5. All goods sold hereunder are warranted to be free from harmful defects in material and workmanship and to conform to all the specifications if any agreed upon between the purchaser and ourselves, or in the absence of such specifications to our catalogued description. This express warranty is in lieu of and excludes all other warranties expressed or implied, by operation or law or otherwise. In no event shall we be liable for consequential or special damages. We agree to re- work or replace at our options, any defective goods provided we are notified of such defects within one year after shipment by Callan Technology Ltd., of the goods, or such other period as may be mutually agreed upon. Transportation charges on goods claimed to be defective will be allowed only in case defects are found by us to exist, and not otherwise. All goods claimed to be defective should be returned to the point of manufacture unless otherwise advised.
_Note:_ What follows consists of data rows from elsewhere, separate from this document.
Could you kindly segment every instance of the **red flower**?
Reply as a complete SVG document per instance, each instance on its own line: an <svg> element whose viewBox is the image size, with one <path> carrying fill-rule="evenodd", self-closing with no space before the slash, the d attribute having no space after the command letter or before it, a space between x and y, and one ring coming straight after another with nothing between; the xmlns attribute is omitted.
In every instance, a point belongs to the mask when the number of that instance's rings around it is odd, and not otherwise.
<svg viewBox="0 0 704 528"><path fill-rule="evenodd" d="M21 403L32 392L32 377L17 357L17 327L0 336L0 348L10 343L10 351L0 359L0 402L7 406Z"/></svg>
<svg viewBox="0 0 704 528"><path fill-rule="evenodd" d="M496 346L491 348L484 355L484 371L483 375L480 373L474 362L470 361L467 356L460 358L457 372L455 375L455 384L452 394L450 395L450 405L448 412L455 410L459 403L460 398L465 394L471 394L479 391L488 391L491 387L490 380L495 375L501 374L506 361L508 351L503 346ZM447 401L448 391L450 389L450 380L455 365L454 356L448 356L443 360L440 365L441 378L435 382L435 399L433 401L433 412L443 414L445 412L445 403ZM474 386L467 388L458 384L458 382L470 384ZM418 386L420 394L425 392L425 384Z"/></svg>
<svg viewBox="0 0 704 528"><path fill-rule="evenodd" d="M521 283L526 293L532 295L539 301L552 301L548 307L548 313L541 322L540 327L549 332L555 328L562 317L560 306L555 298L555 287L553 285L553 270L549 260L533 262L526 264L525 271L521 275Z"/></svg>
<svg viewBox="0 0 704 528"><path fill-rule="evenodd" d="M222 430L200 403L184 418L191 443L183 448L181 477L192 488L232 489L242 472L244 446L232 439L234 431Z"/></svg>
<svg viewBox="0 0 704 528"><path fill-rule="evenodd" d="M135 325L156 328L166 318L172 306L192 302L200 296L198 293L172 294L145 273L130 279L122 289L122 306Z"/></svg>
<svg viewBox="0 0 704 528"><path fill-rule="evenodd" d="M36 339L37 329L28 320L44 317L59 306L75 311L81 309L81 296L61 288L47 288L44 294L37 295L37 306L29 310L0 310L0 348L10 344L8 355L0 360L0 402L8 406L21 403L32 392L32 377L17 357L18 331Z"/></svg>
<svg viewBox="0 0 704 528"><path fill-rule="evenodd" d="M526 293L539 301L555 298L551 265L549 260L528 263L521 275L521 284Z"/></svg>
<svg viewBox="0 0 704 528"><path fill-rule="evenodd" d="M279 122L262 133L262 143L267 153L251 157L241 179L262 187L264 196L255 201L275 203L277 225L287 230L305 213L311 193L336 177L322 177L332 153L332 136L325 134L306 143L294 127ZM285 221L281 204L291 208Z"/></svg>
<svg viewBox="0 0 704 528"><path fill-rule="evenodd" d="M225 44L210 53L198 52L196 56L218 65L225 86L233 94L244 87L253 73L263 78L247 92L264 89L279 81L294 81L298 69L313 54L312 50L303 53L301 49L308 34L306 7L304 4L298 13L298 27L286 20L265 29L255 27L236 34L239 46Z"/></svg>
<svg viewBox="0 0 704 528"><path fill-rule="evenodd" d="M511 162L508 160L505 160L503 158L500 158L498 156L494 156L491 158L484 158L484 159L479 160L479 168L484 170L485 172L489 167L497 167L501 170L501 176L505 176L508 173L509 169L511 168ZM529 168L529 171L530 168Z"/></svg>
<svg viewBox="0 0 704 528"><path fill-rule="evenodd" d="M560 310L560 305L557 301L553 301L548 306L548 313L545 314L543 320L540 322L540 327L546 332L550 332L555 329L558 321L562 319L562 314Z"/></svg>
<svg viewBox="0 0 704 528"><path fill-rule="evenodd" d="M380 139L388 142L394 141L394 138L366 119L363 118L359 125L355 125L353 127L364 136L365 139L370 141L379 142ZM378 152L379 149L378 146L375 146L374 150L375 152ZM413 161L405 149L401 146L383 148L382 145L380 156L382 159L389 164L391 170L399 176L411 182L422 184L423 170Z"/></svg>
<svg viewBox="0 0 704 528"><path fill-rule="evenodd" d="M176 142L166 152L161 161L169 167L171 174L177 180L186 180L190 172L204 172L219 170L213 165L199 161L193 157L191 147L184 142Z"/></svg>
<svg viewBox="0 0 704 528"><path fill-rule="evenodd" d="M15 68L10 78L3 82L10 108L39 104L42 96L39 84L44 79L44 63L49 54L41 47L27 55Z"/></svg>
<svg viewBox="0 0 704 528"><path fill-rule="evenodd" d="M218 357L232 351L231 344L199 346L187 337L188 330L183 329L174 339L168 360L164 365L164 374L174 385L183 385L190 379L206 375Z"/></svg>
6. Except where otherwise expressly agreed, all patterns, tools, jigs, and fixtures required in the performance of the order, notwithstanding any charges therefore shall be and remain our property and in our possession and control.

7. All material or equipment owned or furnished by the purchaser while in our possession will be carefully handled and stored by us but we shall not be responsible for accidental loss thereof or damage thereto.

8. The purchaser agrees to pay or to reimburse us for any taxes (except Income Tax) levied by any taxing authority upon or in respect to the production, manufacture, transportation or sale thereto.

9. If the purchaser becomes insolvent or is in default under the terms of this or any other agreement between the purchaser and ourselves we shall be entitled at our option to discontinue further performance of all or part of the order in addition to any and all other rights and remedies provided by law or equity and available to us in such event.

10. Unless otherwise specified all quotations are valid for 30 days and are subject to prior sale of the goods and to withdrawal notice. All orders are subject to acceptance by us in writing at our office at Ennis, Ireland, and no order shall be binding upon us unless so accepted.

11. We warrant that any goods of our regular line of Products are free from patent infringements when used for normal purposes. When otherwise used or when goods are manufactured by us to the purchaser's designs or specifications, we assume no liability for actual or alleged patient infringement and the purchaser in such event shall hold us harmless form any and all claims, suits, damages or expenses by reason thereof.